TTA : Ça serait Bien cordialement, qui est le morceau que j’ai fait avec ma femme parce que je pense, sans fausse modestie, que ça peut être un hymne générationnel, ce morceau. C’est un truc qu’on aurait pu écrire avec ma femme il y a vingt ans parce que c’est des choses qu’on a tous vécu en étant plus jeunes. Aujourd’hui, on est dans un plus grand confort, mais on n’a pas oublié.

En gros, c’est une lettre de démotivation. Et nous, on revendique beaucoup le droit au manque d’ambition. C’est un truc qu’on aime beaucoup avec ma femme, ce droit de dire : j’ai pas envie de me crever pour une boite. Je suis très OK avec le fait de ne rien foutre de ma vie. Moi mon but dans la vie, c’est de vivre en fait. Donc c’est un morceau que j’adore et j’ai vachement envie de continuer dans ce registre-là, peut être sur un autre projet ou je ne sais pas. Mais il y a un truc que j’aime bien avec le truc d’être foncièrement très politique. Parce que ce morceau est très politique, il n’est pas dans le ton, c’est pas un morceau très Macron-patible. La société de la gagne, ça m’énerve beaucoup.

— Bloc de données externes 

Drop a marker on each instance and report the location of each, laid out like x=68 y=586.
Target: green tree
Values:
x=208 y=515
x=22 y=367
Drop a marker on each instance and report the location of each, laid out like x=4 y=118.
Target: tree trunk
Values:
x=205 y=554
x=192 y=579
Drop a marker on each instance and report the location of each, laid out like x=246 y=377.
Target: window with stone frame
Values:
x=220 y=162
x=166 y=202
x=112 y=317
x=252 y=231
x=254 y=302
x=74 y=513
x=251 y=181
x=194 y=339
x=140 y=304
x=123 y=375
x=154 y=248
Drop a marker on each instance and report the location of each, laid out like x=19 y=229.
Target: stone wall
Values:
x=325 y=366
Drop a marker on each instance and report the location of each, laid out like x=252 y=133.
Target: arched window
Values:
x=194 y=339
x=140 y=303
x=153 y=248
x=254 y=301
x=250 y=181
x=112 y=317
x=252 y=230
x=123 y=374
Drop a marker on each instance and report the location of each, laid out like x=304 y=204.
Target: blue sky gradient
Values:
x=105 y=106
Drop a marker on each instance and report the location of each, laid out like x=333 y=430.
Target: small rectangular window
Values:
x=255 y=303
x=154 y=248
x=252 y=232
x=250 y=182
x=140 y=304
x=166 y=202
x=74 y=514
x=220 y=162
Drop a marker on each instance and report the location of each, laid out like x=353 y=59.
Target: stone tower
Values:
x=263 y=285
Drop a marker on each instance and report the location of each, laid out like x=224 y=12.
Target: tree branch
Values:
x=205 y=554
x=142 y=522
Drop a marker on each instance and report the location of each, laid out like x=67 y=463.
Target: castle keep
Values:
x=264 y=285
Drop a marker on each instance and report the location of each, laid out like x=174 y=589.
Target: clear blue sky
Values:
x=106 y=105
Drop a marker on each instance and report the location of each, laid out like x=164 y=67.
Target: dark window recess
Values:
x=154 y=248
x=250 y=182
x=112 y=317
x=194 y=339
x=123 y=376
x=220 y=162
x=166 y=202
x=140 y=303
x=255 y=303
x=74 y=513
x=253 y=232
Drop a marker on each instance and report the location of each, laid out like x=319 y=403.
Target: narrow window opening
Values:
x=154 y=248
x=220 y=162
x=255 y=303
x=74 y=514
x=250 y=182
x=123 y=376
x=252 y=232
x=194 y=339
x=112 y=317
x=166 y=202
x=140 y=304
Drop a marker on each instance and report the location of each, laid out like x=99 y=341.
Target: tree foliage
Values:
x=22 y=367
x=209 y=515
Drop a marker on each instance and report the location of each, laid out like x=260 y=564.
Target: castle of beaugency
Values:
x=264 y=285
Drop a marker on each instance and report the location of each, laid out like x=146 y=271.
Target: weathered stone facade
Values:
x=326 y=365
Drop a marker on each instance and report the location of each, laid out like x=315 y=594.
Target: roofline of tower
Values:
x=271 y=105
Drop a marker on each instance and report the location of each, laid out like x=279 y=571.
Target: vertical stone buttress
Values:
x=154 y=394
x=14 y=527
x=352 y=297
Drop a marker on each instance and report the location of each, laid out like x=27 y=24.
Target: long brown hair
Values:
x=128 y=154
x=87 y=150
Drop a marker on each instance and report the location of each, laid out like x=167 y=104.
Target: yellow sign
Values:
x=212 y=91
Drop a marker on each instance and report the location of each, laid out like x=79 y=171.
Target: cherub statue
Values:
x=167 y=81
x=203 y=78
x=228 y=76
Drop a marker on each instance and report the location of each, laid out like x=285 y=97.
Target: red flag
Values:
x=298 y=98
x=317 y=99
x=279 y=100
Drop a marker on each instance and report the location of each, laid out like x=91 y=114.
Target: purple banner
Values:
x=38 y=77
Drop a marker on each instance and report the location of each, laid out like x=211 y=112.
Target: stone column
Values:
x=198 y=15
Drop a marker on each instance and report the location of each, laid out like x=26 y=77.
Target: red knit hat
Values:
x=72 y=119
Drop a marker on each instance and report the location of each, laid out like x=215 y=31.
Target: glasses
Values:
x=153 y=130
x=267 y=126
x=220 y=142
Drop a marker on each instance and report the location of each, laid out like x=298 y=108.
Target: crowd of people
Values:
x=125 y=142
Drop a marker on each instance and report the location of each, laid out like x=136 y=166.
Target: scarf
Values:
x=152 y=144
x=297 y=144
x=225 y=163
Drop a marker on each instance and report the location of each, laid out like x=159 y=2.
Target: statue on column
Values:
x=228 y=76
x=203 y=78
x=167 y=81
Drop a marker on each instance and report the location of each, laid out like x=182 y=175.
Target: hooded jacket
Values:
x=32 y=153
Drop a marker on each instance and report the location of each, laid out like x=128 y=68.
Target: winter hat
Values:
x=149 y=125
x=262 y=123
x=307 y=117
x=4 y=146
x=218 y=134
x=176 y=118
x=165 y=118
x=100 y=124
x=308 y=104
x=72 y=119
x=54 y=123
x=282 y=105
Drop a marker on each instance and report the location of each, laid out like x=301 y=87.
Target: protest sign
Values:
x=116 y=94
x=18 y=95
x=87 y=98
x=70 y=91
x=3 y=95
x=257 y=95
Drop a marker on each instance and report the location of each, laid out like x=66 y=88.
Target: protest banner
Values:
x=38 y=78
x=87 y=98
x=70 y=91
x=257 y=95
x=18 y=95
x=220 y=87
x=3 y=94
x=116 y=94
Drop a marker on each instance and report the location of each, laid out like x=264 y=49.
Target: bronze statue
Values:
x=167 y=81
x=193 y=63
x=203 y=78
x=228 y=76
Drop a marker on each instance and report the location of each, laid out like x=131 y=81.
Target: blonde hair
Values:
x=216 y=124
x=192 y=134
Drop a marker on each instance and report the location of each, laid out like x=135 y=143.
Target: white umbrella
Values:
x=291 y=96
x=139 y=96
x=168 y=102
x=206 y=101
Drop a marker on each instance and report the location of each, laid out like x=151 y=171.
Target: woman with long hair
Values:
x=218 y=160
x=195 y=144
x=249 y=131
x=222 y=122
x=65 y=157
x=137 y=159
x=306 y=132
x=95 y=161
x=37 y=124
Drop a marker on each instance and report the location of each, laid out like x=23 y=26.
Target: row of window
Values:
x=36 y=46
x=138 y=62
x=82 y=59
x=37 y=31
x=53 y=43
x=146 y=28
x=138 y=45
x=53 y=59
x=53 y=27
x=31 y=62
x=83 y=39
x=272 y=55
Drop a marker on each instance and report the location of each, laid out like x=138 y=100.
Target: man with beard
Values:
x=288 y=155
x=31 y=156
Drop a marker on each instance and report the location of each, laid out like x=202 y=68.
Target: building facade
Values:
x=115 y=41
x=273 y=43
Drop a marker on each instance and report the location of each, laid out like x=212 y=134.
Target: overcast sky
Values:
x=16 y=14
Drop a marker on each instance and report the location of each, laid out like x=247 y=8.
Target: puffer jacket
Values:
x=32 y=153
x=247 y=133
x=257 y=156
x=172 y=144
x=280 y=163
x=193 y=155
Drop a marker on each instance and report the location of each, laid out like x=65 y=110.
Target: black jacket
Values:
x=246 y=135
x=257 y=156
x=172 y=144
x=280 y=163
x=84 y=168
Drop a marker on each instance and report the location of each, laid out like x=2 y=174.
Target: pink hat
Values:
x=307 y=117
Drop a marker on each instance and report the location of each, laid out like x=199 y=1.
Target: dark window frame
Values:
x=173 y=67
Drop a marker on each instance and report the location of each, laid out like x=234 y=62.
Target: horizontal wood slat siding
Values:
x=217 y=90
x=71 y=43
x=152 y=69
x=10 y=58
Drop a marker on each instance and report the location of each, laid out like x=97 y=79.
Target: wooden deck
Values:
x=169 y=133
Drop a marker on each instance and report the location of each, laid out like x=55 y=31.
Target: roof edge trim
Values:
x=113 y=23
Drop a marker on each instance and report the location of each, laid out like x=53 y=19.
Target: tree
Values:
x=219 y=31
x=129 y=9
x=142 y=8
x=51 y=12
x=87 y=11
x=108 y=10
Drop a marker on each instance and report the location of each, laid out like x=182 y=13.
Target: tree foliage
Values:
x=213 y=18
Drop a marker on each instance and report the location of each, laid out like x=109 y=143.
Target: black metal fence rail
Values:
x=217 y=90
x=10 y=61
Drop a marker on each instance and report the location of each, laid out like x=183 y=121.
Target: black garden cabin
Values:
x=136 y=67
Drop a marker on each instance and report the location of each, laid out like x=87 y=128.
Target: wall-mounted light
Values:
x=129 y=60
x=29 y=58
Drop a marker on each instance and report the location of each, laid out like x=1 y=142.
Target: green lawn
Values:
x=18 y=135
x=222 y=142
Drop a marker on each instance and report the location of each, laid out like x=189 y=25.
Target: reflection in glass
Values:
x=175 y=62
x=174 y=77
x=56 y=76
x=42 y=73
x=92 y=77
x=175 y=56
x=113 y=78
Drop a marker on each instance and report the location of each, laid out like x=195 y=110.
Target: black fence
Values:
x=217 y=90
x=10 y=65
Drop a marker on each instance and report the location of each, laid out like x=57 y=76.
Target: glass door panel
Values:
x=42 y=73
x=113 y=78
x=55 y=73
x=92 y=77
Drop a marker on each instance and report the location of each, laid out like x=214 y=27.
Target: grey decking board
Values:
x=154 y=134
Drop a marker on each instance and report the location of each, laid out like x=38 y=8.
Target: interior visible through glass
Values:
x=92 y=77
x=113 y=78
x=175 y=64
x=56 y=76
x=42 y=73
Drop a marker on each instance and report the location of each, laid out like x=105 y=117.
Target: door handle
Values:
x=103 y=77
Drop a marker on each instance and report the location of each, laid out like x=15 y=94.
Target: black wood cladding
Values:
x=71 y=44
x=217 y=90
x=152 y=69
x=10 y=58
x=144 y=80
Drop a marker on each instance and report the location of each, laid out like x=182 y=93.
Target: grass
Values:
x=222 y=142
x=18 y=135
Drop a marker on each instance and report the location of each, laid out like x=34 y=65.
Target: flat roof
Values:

J’avais fait un truc que j’ai jamais sorti mais que j’aimerais bien sortir un jour. C’était sur caméscope et tout, au début de mes tournées, il y a très longtemps donc. J’avais filmé tous mes moments de loose. C’était à l’époque où il était de bon ton de montrer des salles blindées de gens surexcités, des hôtels sublimes, des piscines, des machins, des Miami. Bah moi j’avais ça aussi, mais tous les groupes ont des moments de loose et je les ai tous filmés et mis bout à bout et je trouvais ça trop cool. Mais cela dit, aujourd’hui, il y a une culture de la loose esthétique qui est arrivée. Les myd ont un peu une culture de la loose esthétique. C’est presque un peu devenu cool aujourd’hui mais à l’époque, ça ne l’était pas.

Dans ce disque, c’est peut-être la première fois, si je suis très honnête, où je ne trouve pas qu’il y ait beaucoup de mauvais morceaux. J’aime bien faire l’auto-critique de ce que je fais parce que c’est facile, tu les as beaucoup entendus donc tu entends beaucoup les défauts. Je trouve pas qu’il y ait beaucoup de mauvais morceaux. Si tu n’aimes pas le disque, et c’est tout à fait le droit de tout le monde, tu ne peux pas enlever le côté hypra-sincère du truc. J’ai été chercher des gens pour ce disque où tu ne peux pas dire que je l’ai fait par intérêt. J’ai été chercher LOFTI ATTAR, qui est l’un des inventeurs du Raï moderne. On a été chercher ça parce que j’écoutais beaucoup quand j’étais petit avec mes parents, qui étaient passionnés de musique d’Afrique du Nord et tout. Tu ne peux pas dire que j’ai été chercher ce gars-là parce que ça avait un intérêt.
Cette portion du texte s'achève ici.